J'accorde peu d'importance au résultat en termes de dollars et de sous, ce qui m'importe, c'est que les principes de collaboration entre moi et mon client aient été respectés (Étude de cas no 11, avocat 2, entrevue de conclusion, unité 57).

Cette attitude soulève une question d'importance : quels besoins sont plus importants dans le processus collaboratif — ceux de l'avocat ou ceux du client? Tout en reconnaissant que les avocats pratiquant le droit collaboratif devraient adopter ces « principes de collaboration », cela ne doit pas être fait au détriment des intérêts du client (voir la discussion précédente sur les conseils à donner au client).

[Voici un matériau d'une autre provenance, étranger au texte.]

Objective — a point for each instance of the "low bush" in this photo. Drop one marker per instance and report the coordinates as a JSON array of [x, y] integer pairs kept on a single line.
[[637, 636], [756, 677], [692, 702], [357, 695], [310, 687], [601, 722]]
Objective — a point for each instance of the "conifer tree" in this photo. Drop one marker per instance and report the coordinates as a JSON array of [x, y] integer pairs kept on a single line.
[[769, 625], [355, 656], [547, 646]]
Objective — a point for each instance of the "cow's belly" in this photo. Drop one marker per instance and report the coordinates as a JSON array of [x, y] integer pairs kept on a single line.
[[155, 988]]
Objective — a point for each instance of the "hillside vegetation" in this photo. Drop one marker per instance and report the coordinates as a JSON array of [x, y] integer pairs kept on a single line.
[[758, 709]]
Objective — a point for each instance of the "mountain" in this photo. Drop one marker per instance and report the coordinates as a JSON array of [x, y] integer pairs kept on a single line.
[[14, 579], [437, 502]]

Le risque que les inquiétudes pour la sécurité personnelle nuisent aux concessions ou aux ententes conclues dans le processus collaboratif doit continuer de figurer en haut de la liste des priorités dans les recherches et les études à venir. Cette question est directement liée à une sélection adéquate des causes dès le départ (voir la discussion à ce sujet plus loin dans le rapport, à la section 9(C)). Dans un cas sous étude, on s'inquiétait que la femme accepte d'abandonner certains droits dans un effort pour accélérer les formalités du divorce et ne plus vivre sous le même toit que son mari — qui abusait d'elle émotionnellement. Pour en arriver à une conclusion satisfaisante pour toutes les parties, les pressions qui s'exercent sur quiconque passe par un divorce se trouvent amplifiées lorsqu'il y a risque d'intimidation ou d'abus. Les avocats du droit collaboratif doivent donc être extrêmement vigilants. Pour revenir au cas d'abus, la solution avancée qui soulevait ces inquiétudes se rapprochait des normes habituelles et a été acceptée volontairement et sans pression aucune de la part des deux parties.

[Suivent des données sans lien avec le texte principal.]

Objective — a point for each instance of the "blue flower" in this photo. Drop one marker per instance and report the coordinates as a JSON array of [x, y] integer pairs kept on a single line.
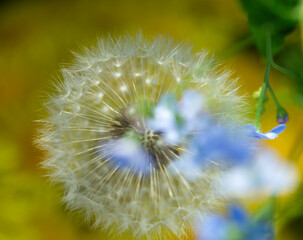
[[236, 225], [176, 120], [272, 134]]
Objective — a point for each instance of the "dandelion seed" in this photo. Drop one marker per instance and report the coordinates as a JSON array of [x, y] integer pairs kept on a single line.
[[116, 169]]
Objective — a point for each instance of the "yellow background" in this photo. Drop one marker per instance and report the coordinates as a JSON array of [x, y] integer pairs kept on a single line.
[[38, 37]]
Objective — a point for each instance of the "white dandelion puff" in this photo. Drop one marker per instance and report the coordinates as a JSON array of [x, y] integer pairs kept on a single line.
[[98, 121]]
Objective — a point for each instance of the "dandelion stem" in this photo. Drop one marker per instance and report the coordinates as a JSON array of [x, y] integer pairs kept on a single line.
[[273, 95], [284, 70], [260, 104]]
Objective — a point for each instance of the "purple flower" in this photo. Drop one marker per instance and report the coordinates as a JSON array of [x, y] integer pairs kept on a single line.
[[272, 134]]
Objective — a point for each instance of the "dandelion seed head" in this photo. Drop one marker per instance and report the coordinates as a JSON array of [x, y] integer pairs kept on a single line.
[[98, 120]]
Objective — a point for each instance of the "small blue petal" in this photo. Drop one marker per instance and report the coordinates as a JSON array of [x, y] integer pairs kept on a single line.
[[272, 134], [279, 129]]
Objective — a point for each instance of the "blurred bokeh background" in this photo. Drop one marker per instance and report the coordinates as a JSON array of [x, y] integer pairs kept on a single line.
[[38, 37]]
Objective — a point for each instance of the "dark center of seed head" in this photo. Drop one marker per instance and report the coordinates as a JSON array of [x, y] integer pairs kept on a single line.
[[133, 126]]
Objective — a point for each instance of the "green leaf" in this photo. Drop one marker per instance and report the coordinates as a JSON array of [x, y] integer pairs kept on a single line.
[[279, 17]]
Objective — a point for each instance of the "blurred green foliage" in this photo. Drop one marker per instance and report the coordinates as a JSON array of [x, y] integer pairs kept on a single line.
[[278, 17]]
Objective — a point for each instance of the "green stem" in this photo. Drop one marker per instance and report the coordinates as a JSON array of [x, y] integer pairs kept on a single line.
[[285, 71], [240, 45], [260, 108], [273, 95]]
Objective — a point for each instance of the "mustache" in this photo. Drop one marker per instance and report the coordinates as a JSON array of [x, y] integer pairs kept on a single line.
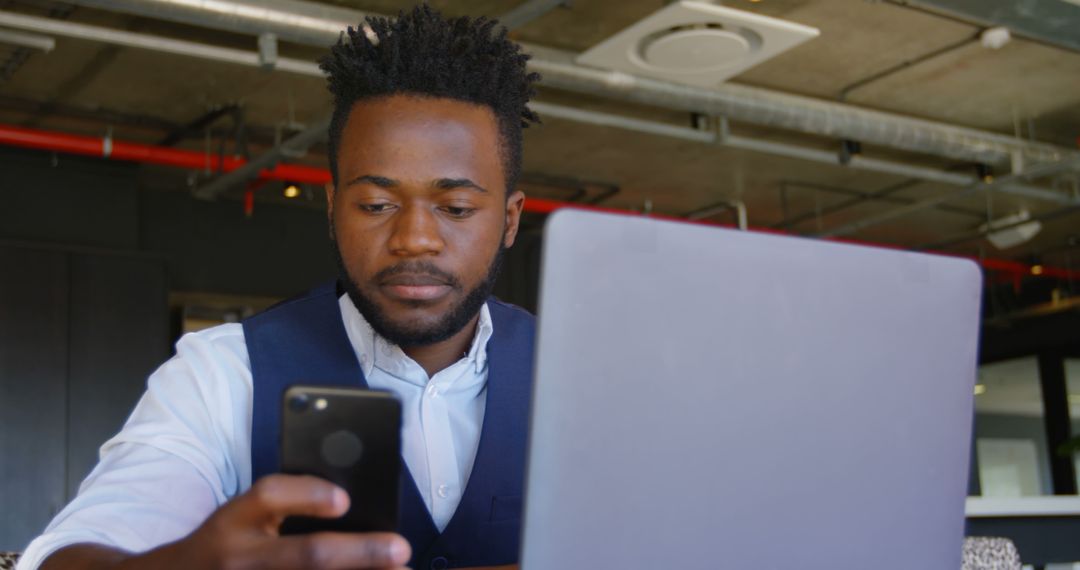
[[417, 268]]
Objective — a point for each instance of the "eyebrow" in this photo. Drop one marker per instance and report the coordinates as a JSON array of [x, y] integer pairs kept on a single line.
[[381, 181], [450, 184], [442, 184]]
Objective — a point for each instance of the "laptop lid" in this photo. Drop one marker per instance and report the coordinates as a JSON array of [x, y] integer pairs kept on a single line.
[[713, 398]]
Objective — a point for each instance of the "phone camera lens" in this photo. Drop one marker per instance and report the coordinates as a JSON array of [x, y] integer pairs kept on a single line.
[[298, 403]]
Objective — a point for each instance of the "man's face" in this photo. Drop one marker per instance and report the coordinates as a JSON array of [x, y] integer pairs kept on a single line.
[[420, 216]]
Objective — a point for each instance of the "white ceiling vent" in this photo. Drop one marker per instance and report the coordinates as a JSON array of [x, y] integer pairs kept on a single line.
[[697, 43]]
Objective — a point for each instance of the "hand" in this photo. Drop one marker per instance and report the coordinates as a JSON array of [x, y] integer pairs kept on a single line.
[[243, 533]]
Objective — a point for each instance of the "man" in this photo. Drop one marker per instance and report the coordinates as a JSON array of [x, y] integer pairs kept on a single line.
[[424, 148]]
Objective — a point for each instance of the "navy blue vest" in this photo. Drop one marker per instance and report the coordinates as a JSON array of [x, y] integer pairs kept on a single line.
[[302, 340]]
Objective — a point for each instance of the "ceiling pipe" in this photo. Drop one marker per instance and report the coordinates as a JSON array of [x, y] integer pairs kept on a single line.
[[252, 59], [34, 41], [528, 11], [313, 24], [131, 39], [107, 148], [929, 203], [721, 136], [299, 143]]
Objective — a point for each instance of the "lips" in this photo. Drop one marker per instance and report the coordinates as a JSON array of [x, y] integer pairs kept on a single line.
[[415, 287]]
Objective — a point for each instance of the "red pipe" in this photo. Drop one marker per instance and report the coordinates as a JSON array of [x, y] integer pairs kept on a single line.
[[107, 148]]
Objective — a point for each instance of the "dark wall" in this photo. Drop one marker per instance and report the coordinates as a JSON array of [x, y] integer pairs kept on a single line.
[[79, 334], [207, 246]]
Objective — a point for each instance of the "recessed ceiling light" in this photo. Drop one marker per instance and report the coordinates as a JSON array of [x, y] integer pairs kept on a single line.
[[697, 43]]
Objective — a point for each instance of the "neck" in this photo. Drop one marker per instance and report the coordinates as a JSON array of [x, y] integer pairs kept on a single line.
[[437, 356]]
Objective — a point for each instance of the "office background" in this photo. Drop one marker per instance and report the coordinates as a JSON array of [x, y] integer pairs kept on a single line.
[[105, 261]]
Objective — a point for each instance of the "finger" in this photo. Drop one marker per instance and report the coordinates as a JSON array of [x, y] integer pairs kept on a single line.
[[329, 551], [275, 497]]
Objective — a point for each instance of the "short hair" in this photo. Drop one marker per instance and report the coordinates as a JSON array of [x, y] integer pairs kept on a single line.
[[421, 53]]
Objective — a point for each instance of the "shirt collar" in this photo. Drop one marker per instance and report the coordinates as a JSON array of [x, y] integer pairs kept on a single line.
[[369, 347]]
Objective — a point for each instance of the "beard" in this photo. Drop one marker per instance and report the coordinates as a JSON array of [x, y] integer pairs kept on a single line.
[[418, 334]]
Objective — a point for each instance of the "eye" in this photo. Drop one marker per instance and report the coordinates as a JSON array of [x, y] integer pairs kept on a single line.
[[458, 212], [377, 208]]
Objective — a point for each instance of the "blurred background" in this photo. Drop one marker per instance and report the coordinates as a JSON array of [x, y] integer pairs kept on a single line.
[[162, 166]]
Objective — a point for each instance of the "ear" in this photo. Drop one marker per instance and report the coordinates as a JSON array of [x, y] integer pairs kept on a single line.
[[329, 207], [514, 206]]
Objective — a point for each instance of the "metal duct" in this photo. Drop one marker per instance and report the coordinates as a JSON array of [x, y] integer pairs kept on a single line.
[[307, 23], [315, 24]]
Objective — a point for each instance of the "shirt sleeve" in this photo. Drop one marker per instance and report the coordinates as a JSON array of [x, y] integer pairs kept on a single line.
[[184, 451]]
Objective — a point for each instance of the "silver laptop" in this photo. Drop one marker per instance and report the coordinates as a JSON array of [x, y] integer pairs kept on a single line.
[[714, 398]]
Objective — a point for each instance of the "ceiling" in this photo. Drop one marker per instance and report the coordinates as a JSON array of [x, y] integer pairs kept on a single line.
[[922, 65]]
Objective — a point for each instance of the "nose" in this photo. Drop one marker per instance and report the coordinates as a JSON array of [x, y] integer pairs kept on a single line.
[[416, 232]]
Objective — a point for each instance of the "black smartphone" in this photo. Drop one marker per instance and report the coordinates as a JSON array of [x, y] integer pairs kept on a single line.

Enfin, il ressort de quelques cas à l'étude que le niveau de satisfaction émotionnelle atteint grâce au processus collaboratif n'a pas été aussi élevé que ce à quoi les avocats s'attendaient, ou espéraient, initialement — ni n'a été aussi profond qu'ils le croyaient de prime abord. Dans un cas (Étude de cas no 13), tant les clients que les avocats ont entrepris le processus de dialogue dans l'intention d'établir de solides assises à une relation durable entre les enfants et le beau-père ou la belle‑mère. Ça s'est révélé difficile dans un processus à quatre. Finalement, compte tenu du fait que la garde n'entrait pas en ligne de compte, l'accent a été mis sur la conclusion d'une entente financière. Même si le processus a permis de conclure une entente et de trouver une solution à la question épineuse du soutien financier, ce cas nous a montré que le processus collaboratif avait ses limites. Comme un client — dont la cause, qu'il croyait réglée au moyen du DFC, a été portée devant les tribunaux — l'a indiqué :

La confiance est un problème important et profond dans une relation qui s'est échelonnée sur 20 ans, un élément probablement trop complexe pour être réglé dans le cadre de procédures judiciaires [DFC] (Étude de cas no 12, client 1, entrevue de mi-parcours, unité 14).